The Historical Metallurgy Society's 50th anniversary conference has just been concluded after an engaging and fascinating few days of presentations, lively discussion, and museum visits.

HMS Logo It was with great pleasure that IAMS members participated and contributed to the society's most academically orientated conference yet.

Although only planned to extend over three intensive days, activities really began the previous Thursday with a handling session at the Victoria and Albert Museum with the Curator of European Arms and Armour, Angus Patterson, and the Curator of Ironwork and French Sculpture 1600-1914, Alicia Robinson. The small venue ensured that the atmosphere was relaxed and allowed visitors to get up close and personal with some of the museum's best metalwork pieces.

The conference began in earnest the following morning with an engaging talk of the emergence of archaeometallurgy as a discipline by Paul Craddock in a session chaired by himself and Thilo Rehren, IAMS' director. The rest of the morning and afternoon were dedicated to papers on prehistoric metallurgy of the Old World. The topics mostly concentrated on copper and its alloys, from extraction to production, and covered an extremely widespread range of contexts, from Western Europe to Southeast Asia and from the 6th Millennium BC to the 5th century AD. This was followed by a wine reception and some very lively discussion at UCL's Institute of Archaeology.

HMS London Conference 2013 Group photo


The next day saw a further broadening of the range of topics to include iron, gold, and silver alloys, but spanning an even wider range of geographical and chronological contexts. The morning session, in part chaired by IAMS' Marcos Martinón-Torres, focused, if one can call it that, on the southern continents, from South America, through Africa, and dipping into India. The afternoon was dedicated to the northern continents, from China to the more perhaps more familiar cultural contexts of Western Europe.

Certainly a highlight of the evening was the conference dinner at the Ambassador Hotel where we were hosted, toasted, and fed as for a royal wedding. Lively discussion filled the hall for many happy hours culminating in an evening of Mediterranean dancing.

Resuming our meeting the following morning was a return to discussions of the northern continents' metallurgy, from the warmer Mediterranean to the subarctic Canadian iron industries of post-colonial Montréal and the steel and tin plating industries of Britain. The afternoon papers revolved around a series of overviews of the metallurgy of Italy, the German Alps, and the British Steel industries. Interesting papers were also given on the nature and significance of the concept of an 'iron age', and the current state of the art in the provenancing of iron artefacts.
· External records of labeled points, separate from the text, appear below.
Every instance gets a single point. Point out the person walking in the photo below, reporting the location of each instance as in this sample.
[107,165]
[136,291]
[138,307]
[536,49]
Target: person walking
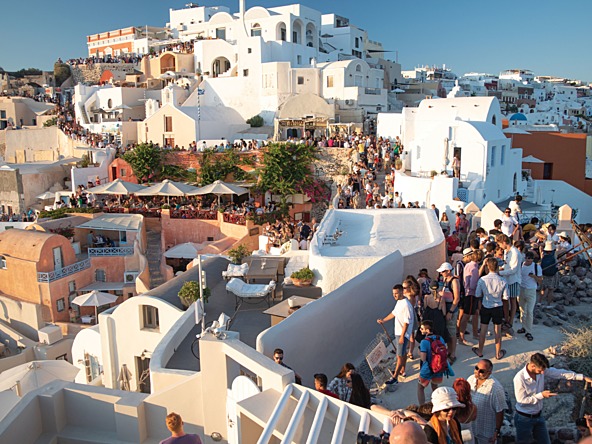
[529,390]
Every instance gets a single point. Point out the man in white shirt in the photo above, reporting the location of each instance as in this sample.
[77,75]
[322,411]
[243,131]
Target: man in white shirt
[529,389]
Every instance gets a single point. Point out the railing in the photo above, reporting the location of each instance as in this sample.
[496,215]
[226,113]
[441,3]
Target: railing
[111,251]
[51,276]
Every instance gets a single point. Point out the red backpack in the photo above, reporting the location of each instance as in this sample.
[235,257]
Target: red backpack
[439,357]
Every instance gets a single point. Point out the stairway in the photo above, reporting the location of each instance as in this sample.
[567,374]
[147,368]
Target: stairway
[153,254]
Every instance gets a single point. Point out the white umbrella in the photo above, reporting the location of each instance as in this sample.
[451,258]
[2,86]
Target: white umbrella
[32,375]
[118,186]
[94,299]
[188,250]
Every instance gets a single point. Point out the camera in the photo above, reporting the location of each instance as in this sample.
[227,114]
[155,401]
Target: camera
[371,439]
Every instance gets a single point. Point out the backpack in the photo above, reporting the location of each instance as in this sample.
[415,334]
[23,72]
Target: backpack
[549,265]
[439,356]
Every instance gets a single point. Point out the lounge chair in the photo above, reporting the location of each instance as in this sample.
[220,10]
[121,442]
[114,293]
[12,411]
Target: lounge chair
[245,292]
[235,271]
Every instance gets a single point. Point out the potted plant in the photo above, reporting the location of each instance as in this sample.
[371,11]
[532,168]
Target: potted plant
[189,293]
[302,277]
[237,254]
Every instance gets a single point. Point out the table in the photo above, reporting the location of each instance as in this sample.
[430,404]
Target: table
[281,311]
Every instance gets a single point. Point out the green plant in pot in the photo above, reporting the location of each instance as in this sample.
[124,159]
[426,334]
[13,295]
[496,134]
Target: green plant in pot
[302,277]
[189,293]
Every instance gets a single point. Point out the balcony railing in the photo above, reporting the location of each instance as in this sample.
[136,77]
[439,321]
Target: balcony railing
[111,251]
[51,276]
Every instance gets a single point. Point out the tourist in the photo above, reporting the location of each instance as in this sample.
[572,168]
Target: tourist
[403,316]
[450,292]
[531,276]
[529,389]
[493,290]
[178,436]
[321,385]
[489,397]
[340,383]
[426,374]
[443,427]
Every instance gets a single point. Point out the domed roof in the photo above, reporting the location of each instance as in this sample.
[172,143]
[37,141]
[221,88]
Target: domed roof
[518,116]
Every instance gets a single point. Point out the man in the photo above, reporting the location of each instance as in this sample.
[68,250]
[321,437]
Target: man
[426,375]
[490,399]
[492,290]
[531,276]
[321,385]
[511,273]
[178,435]
[403,315]
[529,389]
[278,357]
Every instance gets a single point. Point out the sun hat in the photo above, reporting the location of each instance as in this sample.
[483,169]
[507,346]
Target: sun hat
[444,398]
[445,266]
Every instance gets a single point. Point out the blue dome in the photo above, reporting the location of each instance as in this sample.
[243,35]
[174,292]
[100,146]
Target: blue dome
[518,116]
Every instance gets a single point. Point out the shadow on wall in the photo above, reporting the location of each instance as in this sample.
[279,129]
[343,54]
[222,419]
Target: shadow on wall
[333,330]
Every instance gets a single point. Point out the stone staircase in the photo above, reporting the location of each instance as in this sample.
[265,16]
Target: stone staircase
[153,255]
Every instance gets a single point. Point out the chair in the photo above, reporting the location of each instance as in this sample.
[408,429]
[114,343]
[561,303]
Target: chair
[244,292]
[235,271]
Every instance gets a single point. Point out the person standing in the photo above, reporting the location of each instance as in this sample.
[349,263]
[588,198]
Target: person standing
[529,389]
[490,399]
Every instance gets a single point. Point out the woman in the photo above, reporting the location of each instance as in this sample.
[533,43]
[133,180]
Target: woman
[468,413]
[360,395]
[339,384]
[443,427]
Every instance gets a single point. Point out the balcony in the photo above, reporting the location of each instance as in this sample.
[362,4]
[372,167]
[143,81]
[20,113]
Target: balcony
[69,270]
[111,251]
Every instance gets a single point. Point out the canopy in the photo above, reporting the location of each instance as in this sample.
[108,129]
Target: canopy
[188,250]
[32,375]
[167,188]
[118,186]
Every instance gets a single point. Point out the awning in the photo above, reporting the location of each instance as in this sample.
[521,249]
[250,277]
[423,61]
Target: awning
[107,286]
[114,222]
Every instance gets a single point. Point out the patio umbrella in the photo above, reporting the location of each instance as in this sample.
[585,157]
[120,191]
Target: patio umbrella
[94,299]
[32,375]
[118,186]
[188,250]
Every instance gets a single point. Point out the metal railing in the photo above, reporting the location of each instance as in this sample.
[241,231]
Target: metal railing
[111,251]
[51,276]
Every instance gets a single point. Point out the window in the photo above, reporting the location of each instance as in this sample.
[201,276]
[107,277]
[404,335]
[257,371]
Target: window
[149,317]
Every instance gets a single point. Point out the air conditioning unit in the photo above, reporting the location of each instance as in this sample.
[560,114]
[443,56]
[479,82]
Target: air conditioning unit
[129,277]
[50,334]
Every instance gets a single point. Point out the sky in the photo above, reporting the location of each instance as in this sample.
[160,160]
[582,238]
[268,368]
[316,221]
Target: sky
[466,35]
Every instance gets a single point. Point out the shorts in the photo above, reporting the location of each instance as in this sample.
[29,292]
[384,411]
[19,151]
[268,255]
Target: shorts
[514,290]
[401,349]
[550,282]
[471,304]
[496,314]
[435,380]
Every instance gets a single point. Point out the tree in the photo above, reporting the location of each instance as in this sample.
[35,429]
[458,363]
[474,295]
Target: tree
[145,160]
[287,170]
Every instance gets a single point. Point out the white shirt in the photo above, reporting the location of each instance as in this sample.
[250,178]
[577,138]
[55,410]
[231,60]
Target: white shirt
[529,392]
[403,313]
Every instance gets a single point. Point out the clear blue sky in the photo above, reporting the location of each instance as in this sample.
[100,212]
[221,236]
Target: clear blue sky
[545,36]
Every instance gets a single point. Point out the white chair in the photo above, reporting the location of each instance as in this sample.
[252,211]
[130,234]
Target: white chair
[235,271]
[244,292]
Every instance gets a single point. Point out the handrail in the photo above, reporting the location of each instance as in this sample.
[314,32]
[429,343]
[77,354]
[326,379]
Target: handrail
[315,428]
[275,416]
[340,424]
[296,417]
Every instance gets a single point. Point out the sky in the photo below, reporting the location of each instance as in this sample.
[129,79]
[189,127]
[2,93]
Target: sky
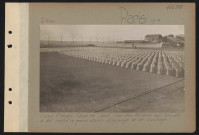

The conference was closed by discussions by Thilo Rehren and Paul Belford on the directions of both the discipline of archaeometallurgy and of the Historical Metallurgy Society.

In retrospect, it is clear that this conference has offered delegates a global perspective of the discipline of archaeometallurgy and the kinds of topics researchers are currently interested in. Although the sessions sometimes seemed a bit too broad in scope for any real dialogue on any specific topic, this eclectic range surely gave a sense of the direction archaeometallurgy is generally taking.

The interest it garnered from the international community may have come as a surprise to a few members of the Historical Metallurgy Society who are more accustomed to the small and intimate meetings that the HMS typically holds, which focus mostly on the recent and certainly more local metallurgical industries. Even so, the success of the conference has clearly demonstrated that the international academic community is ready and eager to participate in a wider discussion of the study of metallurgy. And it is perhaps inevitable that the Society will have to increasingly cater to this audience given the continued decline of modern metallurgical industries in Britain, which will invariably lead to a reduced membership from this sector of industry. This is not to say that the 'Historical' aspect of Society is being marginalised, only that the it will need to diversify its membership and accommodate a wider scope of topics in order to thrive in a post-industrial environment.
IAMS, as a research institute, is therefore very happy to witness the steps which the HMS council members are clearly taking in this direction, and we wholeheartedly support the Society in their endeavour.

We would also like to extend our thanks to the main organiser, Eleanor Blakelock, who accomplished an extraordinary tour de force in gathering all of us together in London in this tremendously successful 50th Anniversary celebration conference.